In Britain’s uninspiring and relatively uneventful general election campaign, featuring two prospective prime ministers—Conservative incumbent Boris Johnson and Labour leader Jeremy Corbyn—with low approval ratings and plenty of baggage, one image sticks out. It’s a photograph of a dozen or so workmen at an industrial plant in Teesside, a port in the north-east of England where Johnson made a campaign stop a few weeks ago. The men’s overalls are splattered with paint, most wear hard hats, and one has a large makeshift cardboard sign hanging around his neck that reads, “We Love Boris.”
Not long ago, such workmen were likely to oppose the Tories. But it is on voters like these—in traditionally Labour-supporting, but Brexit-backing, parts of the country reaching from Wales, across the midlands and north of England, to down-at-the-heels ports on the east coast—that Johnson’s Conservatives have pinned their hopes of electoral success in Thursday’s vote, the country’s fifth major democratic event in six years.

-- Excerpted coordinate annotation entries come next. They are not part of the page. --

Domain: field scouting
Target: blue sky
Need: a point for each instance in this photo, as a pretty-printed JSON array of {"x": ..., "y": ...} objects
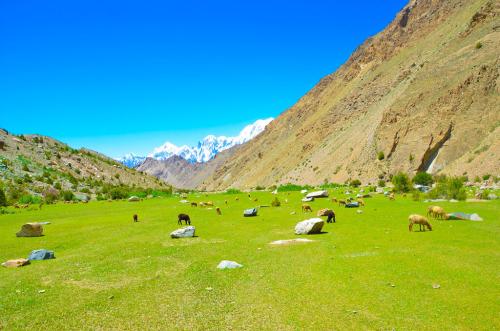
[{"x": 125, "y": 76}]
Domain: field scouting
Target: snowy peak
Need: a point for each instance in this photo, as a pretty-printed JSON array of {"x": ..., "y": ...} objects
[
  {"x": 205, "y": 150},
  {"x": 131, "y": 160}
]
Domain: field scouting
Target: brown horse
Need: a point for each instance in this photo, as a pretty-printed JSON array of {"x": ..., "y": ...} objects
[{"x": 420, "y": 220}]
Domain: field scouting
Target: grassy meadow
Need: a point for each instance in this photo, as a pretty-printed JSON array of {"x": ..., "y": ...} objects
[{"x": 367, "y": 272}]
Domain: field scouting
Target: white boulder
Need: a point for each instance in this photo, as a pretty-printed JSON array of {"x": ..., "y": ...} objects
[
  {"x": 310, "y": 226},
  {"x": 225, "y": 264},
  {"x": 185, "y": 232}
]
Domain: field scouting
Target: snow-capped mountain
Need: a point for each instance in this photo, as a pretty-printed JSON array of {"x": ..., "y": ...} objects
[
  {"x": 205, "y": 150},
  {"x": 131, "y": 160}
]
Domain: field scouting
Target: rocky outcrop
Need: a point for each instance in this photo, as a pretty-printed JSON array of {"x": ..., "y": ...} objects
[
  {"x": 424, "y": 92},
  {"x": 185, "y": 232},
  {"x": 310, "y": 226}
]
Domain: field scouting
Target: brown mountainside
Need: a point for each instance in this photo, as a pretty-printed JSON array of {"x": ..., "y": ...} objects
[{"x": 423, "y": 93}]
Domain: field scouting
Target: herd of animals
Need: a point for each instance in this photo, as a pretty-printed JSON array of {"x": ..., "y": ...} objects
[{"x": 423, "y": 222}]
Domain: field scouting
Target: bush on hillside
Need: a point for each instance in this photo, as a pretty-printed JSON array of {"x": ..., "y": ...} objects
[
  {"x": 3, "y": 198},
  {"x": 451, "y": 188},
  {"x": 276, "y": 202},
  {"x": 401, "y": 183},
  {"x": 423, "y": 178},
  {"x": 355, "y": 183},
  {"x": 67, "y": 195},
  {"x": 233, "y": 191}
]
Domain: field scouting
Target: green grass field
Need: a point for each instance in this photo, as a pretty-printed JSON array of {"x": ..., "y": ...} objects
[{"x": 368, "y": 272}]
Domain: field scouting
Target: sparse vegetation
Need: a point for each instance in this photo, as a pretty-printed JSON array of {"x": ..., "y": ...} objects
[
  {"x": 401, "y": 183},
  {"x": 423, "y": 178}
]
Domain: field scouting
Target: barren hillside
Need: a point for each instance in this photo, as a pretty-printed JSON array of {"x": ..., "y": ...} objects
[{"x": 422, "y": 95}]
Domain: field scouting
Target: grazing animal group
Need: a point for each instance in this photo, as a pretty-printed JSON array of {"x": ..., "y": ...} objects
[
  {"x": 185, "y": 218},
  {"x": 306, "y": 207},
  {"x": 437, "y": 212},
  {"x": 420, "y": 220}
]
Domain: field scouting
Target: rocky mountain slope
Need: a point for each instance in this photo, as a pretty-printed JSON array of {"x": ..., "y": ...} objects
[
  {"x": 204, "y": 151},
  {"x": 34, "y": 164},
  {"x": 422, "y": 95}
]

Comparisons between Johnson and President Donald Trump, two blustery blonds with messy private lives, tend toward the superficial. In reality, while Trump seems to have been beamed into politics from another planet, Johnson, an Old Etonian Oxford graduate turned conservative journalist, has a fairly conventional résumé for a prime minister and fairly conventional politics. But this week’s vote will underscore that, superficialities aside, both men are symptomatic of similar, bigger forces reshaping politics on either side of the Atlantic—regardless of who wins.